Sera juga beranjak. Di kejauhan Ayahnya datang membawa jaring-jaring dan
mempersiapkan perahu.
“Pa, hari ini
tidak akan ada badai kan? Anginnya lumayan kencang,”
“Tidak apa-apa.
Semoga Cuma angina, bukan badai,”
Sera menatap
lamat-lamat wajah Ayahnya. Wajahnya sudah mulai menua, ada banyak kerutan yang
tidak bisa lagi disembunyikan. Kulit ayahnya yang legam terbakar matahari, dan
sorotan mata yang begitu lelah. Kalau saja Sera bisa menggantikan Ayahnya
melaut, ia akan melarang Ayahnya untuk bekerja.
Ayahnya
mengelus kepalanya. Putrinya sudah jadi gadis cantik yang kuat.
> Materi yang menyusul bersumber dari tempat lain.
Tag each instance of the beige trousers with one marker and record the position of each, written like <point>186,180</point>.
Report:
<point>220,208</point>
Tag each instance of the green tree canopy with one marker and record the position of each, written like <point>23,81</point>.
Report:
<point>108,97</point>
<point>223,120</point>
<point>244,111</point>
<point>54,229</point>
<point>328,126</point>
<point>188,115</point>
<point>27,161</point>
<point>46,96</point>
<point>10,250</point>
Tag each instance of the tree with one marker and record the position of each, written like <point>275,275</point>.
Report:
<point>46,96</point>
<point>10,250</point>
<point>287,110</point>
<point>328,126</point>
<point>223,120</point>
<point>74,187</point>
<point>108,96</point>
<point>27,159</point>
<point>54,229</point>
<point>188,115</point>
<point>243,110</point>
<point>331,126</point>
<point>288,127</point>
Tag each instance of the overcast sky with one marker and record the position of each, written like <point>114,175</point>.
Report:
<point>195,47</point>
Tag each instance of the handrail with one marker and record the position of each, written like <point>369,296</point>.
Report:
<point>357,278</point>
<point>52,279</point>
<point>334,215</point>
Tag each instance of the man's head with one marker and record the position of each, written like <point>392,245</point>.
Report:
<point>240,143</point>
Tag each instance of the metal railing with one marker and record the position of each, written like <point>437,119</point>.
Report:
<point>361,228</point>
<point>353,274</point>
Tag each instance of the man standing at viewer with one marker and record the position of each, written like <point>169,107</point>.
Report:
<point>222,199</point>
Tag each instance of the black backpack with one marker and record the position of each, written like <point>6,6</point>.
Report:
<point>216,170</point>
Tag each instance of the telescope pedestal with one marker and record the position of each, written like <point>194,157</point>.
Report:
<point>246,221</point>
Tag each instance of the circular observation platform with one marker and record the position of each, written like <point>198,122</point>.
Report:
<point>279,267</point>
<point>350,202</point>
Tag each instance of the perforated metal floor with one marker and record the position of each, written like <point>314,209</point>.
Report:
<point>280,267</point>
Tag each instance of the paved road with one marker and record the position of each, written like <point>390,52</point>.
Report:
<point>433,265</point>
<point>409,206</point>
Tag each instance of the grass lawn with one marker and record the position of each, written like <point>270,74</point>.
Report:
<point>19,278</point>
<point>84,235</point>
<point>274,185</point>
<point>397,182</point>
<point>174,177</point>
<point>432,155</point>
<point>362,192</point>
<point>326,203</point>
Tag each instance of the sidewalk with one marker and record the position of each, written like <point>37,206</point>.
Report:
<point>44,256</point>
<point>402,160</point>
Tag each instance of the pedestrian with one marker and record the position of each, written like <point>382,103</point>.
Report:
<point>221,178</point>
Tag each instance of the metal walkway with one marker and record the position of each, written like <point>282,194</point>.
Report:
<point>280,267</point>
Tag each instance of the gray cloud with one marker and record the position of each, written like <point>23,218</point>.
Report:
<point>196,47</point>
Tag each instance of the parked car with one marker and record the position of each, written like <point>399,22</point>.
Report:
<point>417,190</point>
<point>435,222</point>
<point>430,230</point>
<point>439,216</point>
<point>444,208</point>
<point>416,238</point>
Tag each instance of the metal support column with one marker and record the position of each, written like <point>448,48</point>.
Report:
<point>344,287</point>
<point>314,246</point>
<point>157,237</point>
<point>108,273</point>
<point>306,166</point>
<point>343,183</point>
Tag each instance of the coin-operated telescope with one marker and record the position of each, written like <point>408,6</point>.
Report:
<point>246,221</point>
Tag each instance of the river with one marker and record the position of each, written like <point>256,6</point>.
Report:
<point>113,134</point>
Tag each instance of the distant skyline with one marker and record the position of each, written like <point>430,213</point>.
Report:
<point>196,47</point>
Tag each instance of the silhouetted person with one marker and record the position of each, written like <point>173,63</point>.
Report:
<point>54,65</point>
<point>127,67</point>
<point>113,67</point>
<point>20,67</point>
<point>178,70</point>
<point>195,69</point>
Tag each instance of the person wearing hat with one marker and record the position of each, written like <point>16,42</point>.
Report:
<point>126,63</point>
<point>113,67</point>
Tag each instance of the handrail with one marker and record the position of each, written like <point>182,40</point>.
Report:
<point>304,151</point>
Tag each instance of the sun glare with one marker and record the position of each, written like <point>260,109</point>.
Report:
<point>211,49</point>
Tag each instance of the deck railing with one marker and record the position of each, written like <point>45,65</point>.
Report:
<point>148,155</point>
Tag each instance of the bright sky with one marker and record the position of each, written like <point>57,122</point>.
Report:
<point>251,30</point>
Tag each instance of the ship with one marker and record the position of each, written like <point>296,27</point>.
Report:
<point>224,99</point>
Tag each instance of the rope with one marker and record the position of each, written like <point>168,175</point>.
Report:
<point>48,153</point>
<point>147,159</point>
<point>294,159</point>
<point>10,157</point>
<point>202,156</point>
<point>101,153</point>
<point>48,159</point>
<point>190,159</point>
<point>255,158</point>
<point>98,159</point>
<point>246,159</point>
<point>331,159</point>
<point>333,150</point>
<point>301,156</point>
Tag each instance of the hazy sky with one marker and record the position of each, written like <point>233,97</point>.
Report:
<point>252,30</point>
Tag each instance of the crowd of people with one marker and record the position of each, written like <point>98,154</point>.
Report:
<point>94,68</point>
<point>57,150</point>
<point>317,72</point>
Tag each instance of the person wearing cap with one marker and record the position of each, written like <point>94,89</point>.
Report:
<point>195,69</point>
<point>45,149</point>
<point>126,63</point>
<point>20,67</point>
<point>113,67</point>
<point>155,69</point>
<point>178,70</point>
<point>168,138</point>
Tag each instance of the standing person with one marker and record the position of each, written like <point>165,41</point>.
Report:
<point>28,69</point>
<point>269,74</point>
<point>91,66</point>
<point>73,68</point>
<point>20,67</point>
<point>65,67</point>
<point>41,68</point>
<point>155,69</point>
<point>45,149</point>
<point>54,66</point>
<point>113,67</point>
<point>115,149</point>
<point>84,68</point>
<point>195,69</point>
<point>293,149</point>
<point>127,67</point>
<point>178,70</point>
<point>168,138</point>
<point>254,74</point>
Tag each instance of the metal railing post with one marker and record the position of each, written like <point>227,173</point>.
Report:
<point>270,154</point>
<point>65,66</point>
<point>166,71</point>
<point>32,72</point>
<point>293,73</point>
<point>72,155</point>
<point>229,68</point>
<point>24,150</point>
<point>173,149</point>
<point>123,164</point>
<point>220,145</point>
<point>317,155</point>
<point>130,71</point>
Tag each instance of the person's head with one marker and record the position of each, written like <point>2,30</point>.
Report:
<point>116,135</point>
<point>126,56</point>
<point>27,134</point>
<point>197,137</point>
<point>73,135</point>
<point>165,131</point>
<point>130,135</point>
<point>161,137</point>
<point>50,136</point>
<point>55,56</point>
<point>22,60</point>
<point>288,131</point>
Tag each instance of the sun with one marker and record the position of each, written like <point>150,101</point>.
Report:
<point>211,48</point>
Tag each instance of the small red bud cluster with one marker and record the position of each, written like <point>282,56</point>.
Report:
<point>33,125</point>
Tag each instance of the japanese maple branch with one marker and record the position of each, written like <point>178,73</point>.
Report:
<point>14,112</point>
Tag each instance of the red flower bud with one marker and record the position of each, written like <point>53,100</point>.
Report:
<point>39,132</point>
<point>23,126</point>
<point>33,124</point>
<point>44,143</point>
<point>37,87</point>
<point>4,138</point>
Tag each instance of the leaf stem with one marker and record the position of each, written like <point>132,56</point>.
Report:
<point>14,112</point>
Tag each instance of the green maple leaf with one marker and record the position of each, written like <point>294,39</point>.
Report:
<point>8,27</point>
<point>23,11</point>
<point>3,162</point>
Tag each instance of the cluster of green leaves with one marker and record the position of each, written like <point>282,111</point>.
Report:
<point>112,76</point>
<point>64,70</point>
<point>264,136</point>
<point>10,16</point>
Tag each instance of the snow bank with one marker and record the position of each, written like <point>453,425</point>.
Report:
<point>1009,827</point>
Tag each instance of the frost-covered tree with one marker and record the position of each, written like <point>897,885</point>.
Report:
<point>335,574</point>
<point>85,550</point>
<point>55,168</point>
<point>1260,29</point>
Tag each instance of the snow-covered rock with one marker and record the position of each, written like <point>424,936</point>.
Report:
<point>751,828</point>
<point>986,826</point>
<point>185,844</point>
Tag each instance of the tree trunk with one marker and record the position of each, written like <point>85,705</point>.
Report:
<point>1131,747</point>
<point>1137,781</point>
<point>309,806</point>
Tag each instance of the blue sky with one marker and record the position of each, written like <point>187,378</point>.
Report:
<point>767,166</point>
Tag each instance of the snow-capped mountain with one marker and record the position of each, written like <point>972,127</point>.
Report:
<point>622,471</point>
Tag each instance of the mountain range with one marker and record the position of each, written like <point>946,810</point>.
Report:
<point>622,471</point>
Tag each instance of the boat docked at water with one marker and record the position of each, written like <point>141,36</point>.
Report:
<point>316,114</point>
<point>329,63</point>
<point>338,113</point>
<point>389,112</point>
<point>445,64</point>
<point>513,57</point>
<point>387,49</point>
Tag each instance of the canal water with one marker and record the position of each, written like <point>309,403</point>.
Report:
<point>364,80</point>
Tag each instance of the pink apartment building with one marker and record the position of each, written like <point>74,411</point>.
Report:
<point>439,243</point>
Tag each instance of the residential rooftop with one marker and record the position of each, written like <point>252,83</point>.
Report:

Tingginya
hampir mengalahkannya, dan lagi Sera semakin menyayangi Ayahnya melebihi
siapapun.
“Sera akan
tunggu Bapa nanti pagi,” Sera ingin mengatakan itu. Entah kenapa. Padahal Sera
memang akan selalu menunggu Ayahnya pulang. Kapanpun dan bagaimanapun.